Staan zijn inzet voor de dekolonisatie en bewustwording van Surinamers, vindt u, los van de misdaden waarvoor hij bij verstek is veroordeeld? 

Of de politieke inspanningen van Bouterse om Suriname beter te maken los staan van al de strafrechtelijke veroordelingen weet ik niet. Wil ik ook niet over oordelen. Ik kan niet staan in de schoenen van Bouterse. Hij werd vooral door de lobby van Surinamers in Nederland ook internationaal zwaar tegengewerkt. Mijn landgenoten begrepen niet dat zij niet Bouterse maar de ingezetenen van Suriname ruïneerden. Zijn zoon zit een straf uit in de Verenigde Staten vanwege een drugsdelict. Burgers hielden scheldtirades waarin het woord moordenaar domineerde. Tegelijkertijd waren er menigten die hem steunen en bejubelen, en massief op zijn partij hebben gestemd bij de laatste verkiezingen. Dat ik het allemaal opsom is geen teken van het feit dat ik Bouterse ontzie en hem bewonder. Ik beoordeel politici altijd vooral op wat zij goed hebben gedaan voor hun volk en land. Ik dring geen mens mijn houding op. Toen Bouterse laatst met zijn achterkleinzoon aan de hand achter de lijkkist van zijn kleinzoon liep, die zogezegd zelfmoord heeft gepleegd, kon ik er niets aan doen dat de tranen mij over het gezicht liepen. Ik keek toe. Ik dacht: Desi Delano Bouterse, is het allemaal de moeite waard geweest!  

Kreeg u veel bijval? Zijn er meer mensen in en buiten Suriname die vinden dat Bouterse een held is? 

Ik heb veel bijval gehad. Ook van burgers die doodsbang zijn voor de wraak van de nabestaandenlobby. Schrijvers ter plaatse richten zich liever op de slavernijtijd en begrijpen mij. Wonen in Paramaribo en schrijven over de actuele geschiedenis, zelfs fictioneel, is nooit zonder gevolgen. Schrijven over het verre verleden is veilig. Ik heb geen kinderen en kleinkinderen en ben minder kwetsbaar, ook al is tot mij doorgedrongen dat woede van andersdenkenden nietsontziend is. De actuele geschiedenis blijft een veel te heet hangijzer. Voor mij is juist de slavernijtijd een heet hangijzer, dus begrijp ik mijn collega-schrijvers. Veel Bouta-haat is ook mijn kant opgekomen. Beangstigend soms. 

Ik ben onafhankelijk en hoor bij geen enkele groep; zelfs lidmaatschappen mijd ik. Dat mij dit overkomt is bespottelijk!

Astrid H. Roemer

Er volgden felle reacties.

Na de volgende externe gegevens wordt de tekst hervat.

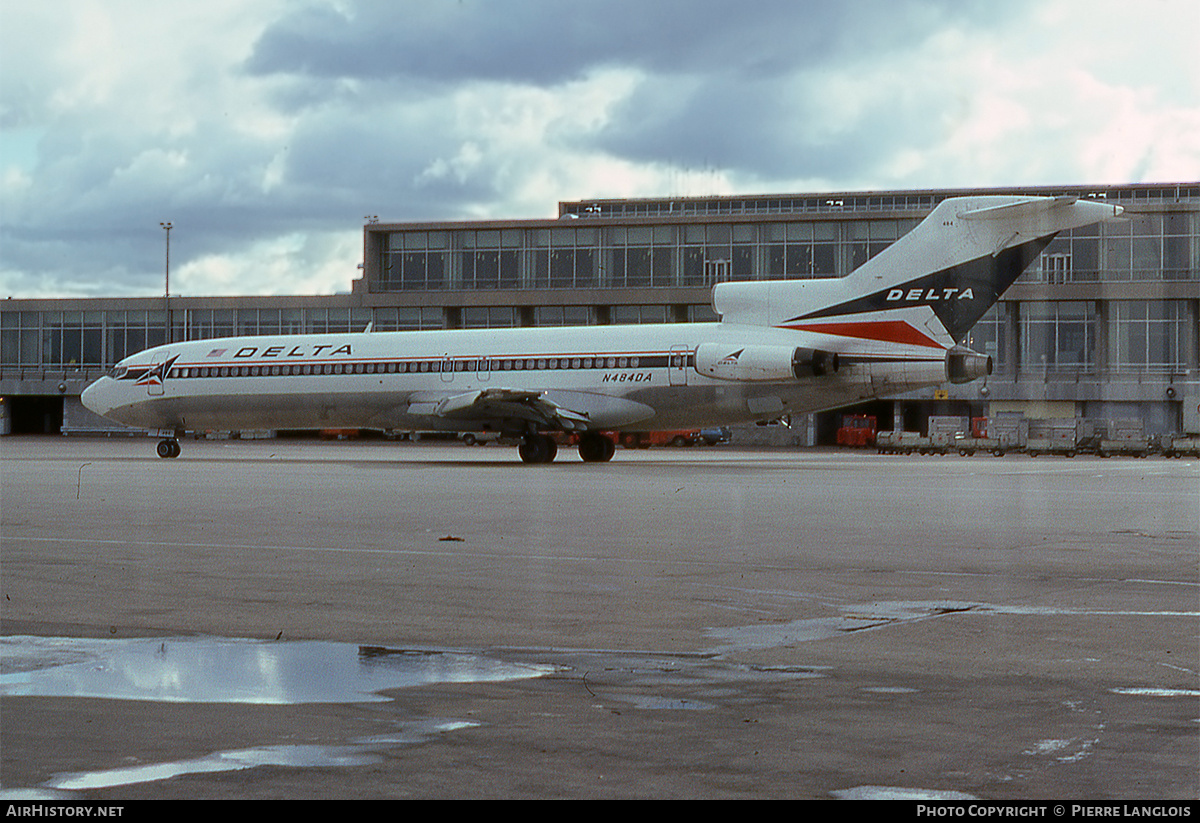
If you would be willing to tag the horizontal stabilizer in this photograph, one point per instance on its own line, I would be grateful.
(1032, 205)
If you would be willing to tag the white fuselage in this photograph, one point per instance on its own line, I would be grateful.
(618, 377)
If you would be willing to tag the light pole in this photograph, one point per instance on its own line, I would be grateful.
(166, 292)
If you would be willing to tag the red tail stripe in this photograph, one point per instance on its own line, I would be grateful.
(888, 331)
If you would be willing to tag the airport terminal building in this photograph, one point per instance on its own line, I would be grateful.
(1104, 324)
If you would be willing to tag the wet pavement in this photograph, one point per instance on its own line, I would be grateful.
(294, 619)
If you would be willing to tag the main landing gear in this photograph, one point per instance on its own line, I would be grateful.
(595, 448)
(538, 448)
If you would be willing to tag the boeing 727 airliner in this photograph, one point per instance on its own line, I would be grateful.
(781, 347)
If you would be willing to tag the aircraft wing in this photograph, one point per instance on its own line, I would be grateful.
(497, 403)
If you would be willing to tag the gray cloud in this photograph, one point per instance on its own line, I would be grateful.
(295, 121)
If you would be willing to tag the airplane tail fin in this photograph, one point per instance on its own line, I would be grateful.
(929, 287)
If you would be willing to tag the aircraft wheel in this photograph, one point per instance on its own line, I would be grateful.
(595, 449)
(538, 449)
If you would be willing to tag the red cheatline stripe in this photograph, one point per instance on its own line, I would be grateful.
(889, 331)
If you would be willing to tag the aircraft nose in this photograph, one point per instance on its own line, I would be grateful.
(96, 397)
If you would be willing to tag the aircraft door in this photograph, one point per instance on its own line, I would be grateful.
(678, 365)
(157, 374)
(483, 368)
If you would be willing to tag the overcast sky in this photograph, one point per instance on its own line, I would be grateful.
(265, 130)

Rita Dulci Rahman, nabestaande en voorzitter van de Werkgroep Caraïbische Letteren van de Maatschappij der Nederlandse Letteren, sprak van een verwarde geest. Advocaat Gerard Spong sprak van NSB’er en ‘niet goed snik’. Op Twitter schreef Volkskrant-columnist Harriet Duurvoort: ‘In haar boek Lijken op liefde wist ze op een gelaagde, literaire manier het grote trauma van de decembermoorden te verwerken. Maar dat ze zich nu zo lovend over Bouterse uitlaat, is echt een klap in het gezicht van Suriname, van Nederlandse en Surinaamse Surinamers.’ U schold haar vervolgens uit voor ‘lultrut’, wat ons betreft het woord van 2021. Waarom laat de kritiek u koud? En heeft u er vrienden mee verloren?

Met getraumatiseerden, verwijzend naar onder andere de namen waaraan u refereert, ga ik niet in discussie. Dat heeft geen enkele zin, want zij hebben hoe dan ook altijd het gelijk aan hun kant. Ik heb na zoveel onvergeeflijke vuilsmijterij naar mij en pogingen mij mijn prijs af te pakken eindelijk gereageerd richting genoemde vrouwen: een lultrut is een volwassen kletskous! Zijn ze allen! Een pak van mijn hart dat zij mij nergens mee kunnen feliciteren, want blijkbaar zou het vooral hun feestje zijn. Mooi niet! En of ik door deze ophef vrienden ben kwijtgeraakt laat mij echt koud. 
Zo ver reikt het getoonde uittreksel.